Uncertainties of Small Providers
Small providers often feel uncertain with respect to the supply of clients. They are confident only about the national insurance landscape and don’t have a comprehensive knowledge of the products of competitors from abroad. Therefore they do not have the skill to set incentives for foreign health insurances or well-experienced self-payers. But the traditional insured patients are a dying customer segment due to reduced financial reimbursements. The trend towards more prevention and medical wellness and the growing group of self-payers produce market mechanisms and preferences, which are not in line with ailing facilities with a high need of refurbishment and with a rational-medical-mindset alone. Consequently the primary customer group for these facilities remains the insured patient who generates a low income, as the national health insurances are not paying the price premium which is charged for foreign health insurers or self-payers ‘from time to time’.
Attractive Domestic Market and System-Modernization
The domestic market is getting increasingly attractive. But despite the higher level of prosperity the national supply only partly profits from increasing numbers of domestic clients due to greater interest in travelling abroad and the wide choices. The challenge to keep the financially strong domestic clients within own borders is immanent. The top cure providers try with great effort to adapt the old, centralistic systems to the international, market economy and competition. One manager said: “Today I often feel like a trainer with a fit team in a full stadium, in which every spectator knows better than me, how to play the game.” Managers – often of Western origin – invest much time to product development for the mid-agers (55+), sport clubs and foreign guests with short-trips and the inclusion of wellness-products. These products however involve inherent potential target group conflicts between healthy and sick customers and can lead to blurred market positions. Terms and conditions for tourists from some countries (e.g. Schengen Visa) complicate the entry of certain target groups. Other problems for providers in the field of price policy are high levels of inflation in some countries which lower the growth of profits and in the HRM the emigration of qualified personnel to wealthy neighbor states.
Price and Quality Competition
In the self-payers market – like often the dental medicine or esthetic surgery – besides quality the reduction of costs plays an important role when choosing the travel destination. Here some CEE/SEE countries have instant advantages due to the location (low taxes, low personnel costs) in comparison to countries like Great Britain, the USA, Germany or Austria, which are still comparatively infrequently exploited. Internet portals are specialized on the soliciting of medical tourist and foreign providers. They often primarily underline the price difference between the treatments abroad and the domestic costs.

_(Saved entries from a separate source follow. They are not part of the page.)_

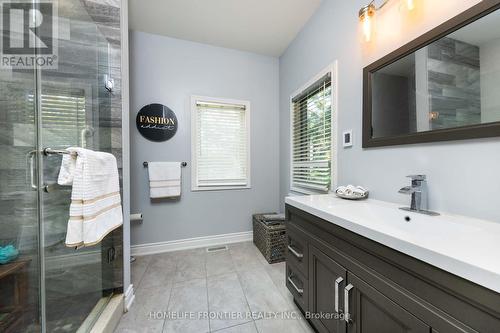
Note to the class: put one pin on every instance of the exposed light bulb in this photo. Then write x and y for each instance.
(366, 15)
(367, 28)
(410, 4)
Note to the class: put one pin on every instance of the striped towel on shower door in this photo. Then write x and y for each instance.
(95, 208)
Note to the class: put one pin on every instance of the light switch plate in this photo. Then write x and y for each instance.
(347, 138)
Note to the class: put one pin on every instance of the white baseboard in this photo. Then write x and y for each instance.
(129, 297)
(190, 243)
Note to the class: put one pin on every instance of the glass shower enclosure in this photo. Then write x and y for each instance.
(44, 285)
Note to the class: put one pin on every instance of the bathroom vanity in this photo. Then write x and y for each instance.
(371, 267)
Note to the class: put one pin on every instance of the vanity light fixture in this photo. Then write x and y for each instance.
(367, 13)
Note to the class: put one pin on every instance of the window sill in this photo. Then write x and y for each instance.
(303, 191)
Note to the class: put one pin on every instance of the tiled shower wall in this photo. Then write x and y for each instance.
(89, 50)
(454, 83)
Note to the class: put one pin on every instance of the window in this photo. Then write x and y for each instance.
(312, 137)
(220, 144)
(63, 115)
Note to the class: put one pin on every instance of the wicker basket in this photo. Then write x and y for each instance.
(270, 239)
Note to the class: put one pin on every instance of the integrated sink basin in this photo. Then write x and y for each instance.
(466, 247)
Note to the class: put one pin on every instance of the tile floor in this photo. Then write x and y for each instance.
(236, 287)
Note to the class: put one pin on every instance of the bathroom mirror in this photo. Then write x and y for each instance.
(445, 85)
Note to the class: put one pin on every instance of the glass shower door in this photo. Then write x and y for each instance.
(20, 263)
(46, 286)
(73, 100)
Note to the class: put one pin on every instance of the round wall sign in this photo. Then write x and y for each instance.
(156, 122)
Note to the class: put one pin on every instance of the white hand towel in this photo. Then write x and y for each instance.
(95, 208)
(351, 190)
(164, 179)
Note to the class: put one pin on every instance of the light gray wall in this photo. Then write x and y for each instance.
(464, 176)
(168, 71)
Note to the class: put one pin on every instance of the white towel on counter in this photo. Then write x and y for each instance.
(95, 208)
(351, 190)
(164, 179)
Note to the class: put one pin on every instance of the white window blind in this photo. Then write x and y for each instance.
(221, 145)
(312, 137)
(63, 116)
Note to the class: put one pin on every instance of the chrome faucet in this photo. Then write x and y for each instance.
(418, 192)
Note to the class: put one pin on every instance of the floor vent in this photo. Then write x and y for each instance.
(217, 248)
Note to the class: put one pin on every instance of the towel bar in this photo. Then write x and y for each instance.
(50, 151)
(183, 164)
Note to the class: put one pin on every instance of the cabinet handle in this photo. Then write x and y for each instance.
(337, 287)
(347, 291)
(299, 290)
(295, 253)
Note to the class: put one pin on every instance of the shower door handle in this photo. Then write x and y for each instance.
(31, 162)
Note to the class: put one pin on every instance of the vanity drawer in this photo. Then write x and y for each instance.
(297, 249)
(298, 285)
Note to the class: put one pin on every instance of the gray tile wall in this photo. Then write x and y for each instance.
(454, 83)
(89, 49)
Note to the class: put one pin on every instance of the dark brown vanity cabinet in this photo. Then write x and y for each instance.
(355, 285)
(372, 312)
(327, 281)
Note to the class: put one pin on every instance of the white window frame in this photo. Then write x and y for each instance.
(332, 69)
(194, 169)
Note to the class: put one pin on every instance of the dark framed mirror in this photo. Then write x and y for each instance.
(444, 85)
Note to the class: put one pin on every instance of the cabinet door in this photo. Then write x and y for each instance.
(324, 275)
(372, 312)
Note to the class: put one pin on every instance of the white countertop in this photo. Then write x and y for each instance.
(466, 247)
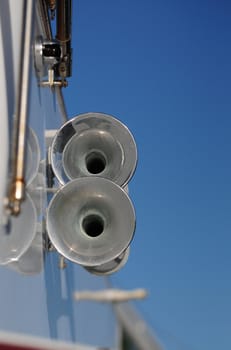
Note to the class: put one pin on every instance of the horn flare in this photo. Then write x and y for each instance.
(94, 144)
(91, 221)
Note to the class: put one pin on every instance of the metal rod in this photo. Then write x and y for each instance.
(17, 186)
(63, 35)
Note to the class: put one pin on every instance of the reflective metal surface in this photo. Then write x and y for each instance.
(94, 144)
(91, 221)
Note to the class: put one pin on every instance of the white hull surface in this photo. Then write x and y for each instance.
(36, 295)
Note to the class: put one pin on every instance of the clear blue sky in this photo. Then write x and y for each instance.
(163, 67)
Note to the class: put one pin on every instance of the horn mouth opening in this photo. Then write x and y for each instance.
(95, 162)
(91, 221)
(94, 144)
(93, 225)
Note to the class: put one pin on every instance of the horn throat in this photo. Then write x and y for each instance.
(93, 225)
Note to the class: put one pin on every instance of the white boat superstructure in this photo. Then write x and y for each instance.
(63, 190)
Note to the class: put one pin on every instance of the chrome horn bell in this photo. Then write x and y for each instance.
(94, 144)
(91, 221)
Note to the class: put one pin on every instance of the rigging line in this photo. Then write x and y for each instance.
(61, 104)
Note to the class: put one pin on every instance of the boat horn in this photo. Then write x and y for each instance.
(91, 221)
(94, 144)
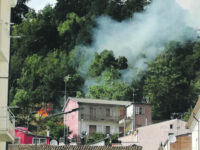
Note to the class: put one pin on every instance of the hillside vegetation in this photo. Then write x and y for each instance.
(57, 41)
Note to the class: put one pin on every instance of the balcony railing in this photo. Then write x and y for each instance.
(7, 125)
(100, 118)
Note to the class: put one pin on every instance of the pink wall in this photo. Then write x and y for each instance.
(26, 138)
(71, 119)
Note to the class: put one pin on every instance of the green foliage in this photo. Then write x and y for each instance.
(114, 91)
(170, 80)
(18, 13)
(72, 20)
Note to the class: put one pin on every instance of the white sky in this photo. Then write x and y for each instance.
(40, 4)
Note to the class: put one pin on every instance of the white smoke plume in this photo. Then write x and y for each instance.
(141, 38)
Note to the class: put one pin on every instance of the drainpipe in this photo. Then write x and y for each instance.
(197, 130)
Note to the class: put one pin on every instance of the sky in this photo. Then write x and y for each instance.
(40, 4)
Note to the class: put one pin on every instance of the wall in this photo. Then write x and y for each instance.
(183, 143)
(71, 119)
(25, 138)
(140, 120)
(101, 120)
(195, 137)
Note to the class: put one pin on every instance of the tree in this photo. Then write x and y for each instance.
(18, 13)
(170, 80)
(106, 61)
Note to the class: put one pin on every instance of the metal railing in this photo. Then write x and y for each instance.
(100, 118)
(7, 121)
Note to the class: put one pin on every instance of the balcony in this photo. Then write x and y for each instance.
(100, 118)
(7, 125)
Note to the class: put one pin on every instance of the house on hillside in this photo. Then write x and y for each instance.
(94, 116)
(152, 136)
(6, 117)
(22, 136)
(138, 114)
(194, 125)
(104, 116)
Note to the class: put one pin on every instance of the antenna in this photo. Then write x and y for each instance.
(53, 142)
(171, 138)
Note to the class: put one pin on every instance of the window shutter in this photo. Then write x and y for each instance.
(137, 110)
(143, 110)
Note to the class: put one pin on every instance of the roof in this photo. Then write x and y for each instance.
(100, 101)
(69, 147)
(194, 112)
(150, 137)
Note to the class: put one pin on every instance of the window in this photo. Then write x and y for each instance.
(39, 141)
(17, 140)
(171, 126)
(140, 110)
(92, 129)
(107, 129)
(92, 113)
(108, 112)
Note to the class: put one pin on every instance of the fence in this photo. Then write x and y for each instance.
(70, 147)
(7, 121)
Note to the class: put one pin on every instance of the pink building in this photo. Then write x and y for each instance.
(94, 115)
(23, 137)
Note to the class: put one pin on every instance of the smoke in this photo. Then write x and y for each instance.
(141, 38)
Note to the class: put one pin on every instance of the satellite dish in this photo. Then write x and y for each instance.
(172, 139)
(53, 142)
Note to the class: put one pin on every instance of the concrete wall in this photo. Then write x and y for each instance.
(100, 120)
(5, 6)
(143, 119)
(182, 143)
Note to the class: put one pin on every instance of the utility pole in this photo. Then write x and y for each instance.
(66, 78)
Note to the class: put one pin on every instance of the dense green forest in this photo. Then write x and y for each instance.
(49, 50)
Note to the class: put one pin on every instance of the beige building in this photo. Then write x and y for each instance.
(105, 116)
(6, 117)
(152, 136)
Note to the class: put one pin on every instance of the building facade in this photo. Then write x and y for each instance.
(23, 137)
(6, 117)
(152, 136)
(137, 115)
(100, 116)
(105, 116)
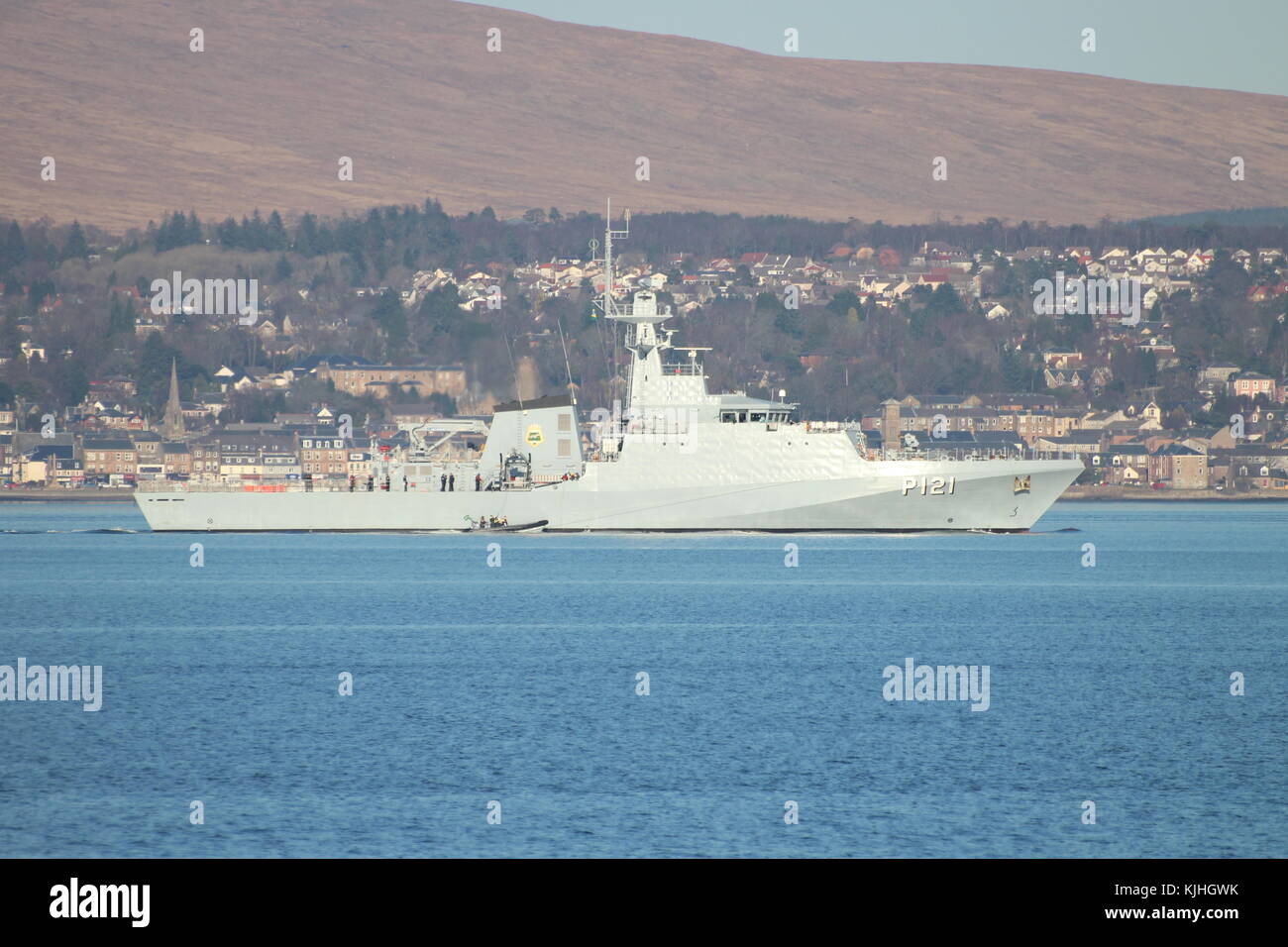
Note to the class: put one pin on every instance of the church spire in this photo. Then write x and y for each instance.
(172, 424)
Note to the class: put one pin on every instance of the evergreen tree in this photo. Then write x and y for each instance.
(13, 254)
(76, 247)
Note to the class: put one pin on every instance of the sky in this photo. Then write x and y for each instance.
(1214, 44)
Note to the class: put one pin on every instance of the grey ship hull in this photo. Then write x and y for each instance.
(986, 496)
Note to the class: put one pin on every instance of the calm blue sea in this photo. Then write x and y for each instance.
(518, 684)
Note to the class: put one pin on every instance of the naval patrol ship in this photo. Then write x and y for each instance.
(674, 458)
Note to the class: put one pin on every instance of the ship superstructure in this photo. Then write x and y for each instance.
(674, 458)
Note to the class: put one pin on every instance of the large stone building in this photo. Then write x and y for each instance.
(395, 380)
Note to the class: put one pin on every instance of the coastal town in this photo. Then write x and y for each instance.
(321, 415)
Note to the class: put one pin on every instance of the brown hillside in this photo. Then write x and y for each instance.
(138, 124)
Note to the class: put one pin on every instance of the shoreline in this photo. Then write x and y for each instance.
(1072, 495)
(1111, 495)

Besides two well-known platforms based in Great Britain for instance the EU-candidate country Turkey has a portal which advertises the first local clinics having international certificates. In this context a very popular accreditation for hospitals is the one of the Joint Commission International (JCI), an American NPO. Due to the Euro-implementation and a growing harmonization of the legislation in the countries within EU-borders, price differences in the single European market will be relative in the long term. The quality of services will be the buyers’ focus. This gives new chances for top providers in countries like Austria and Germany.
All in all, there are system-related challenges and modernization requirements which hinder the effective exploitation of the existing market potential today. With an adjustment of outdated strategies and structures on national and entrepreneurial levels following the (new) market conditions these potentials could be used as several excellent providers and their destinations already impressively exemplify.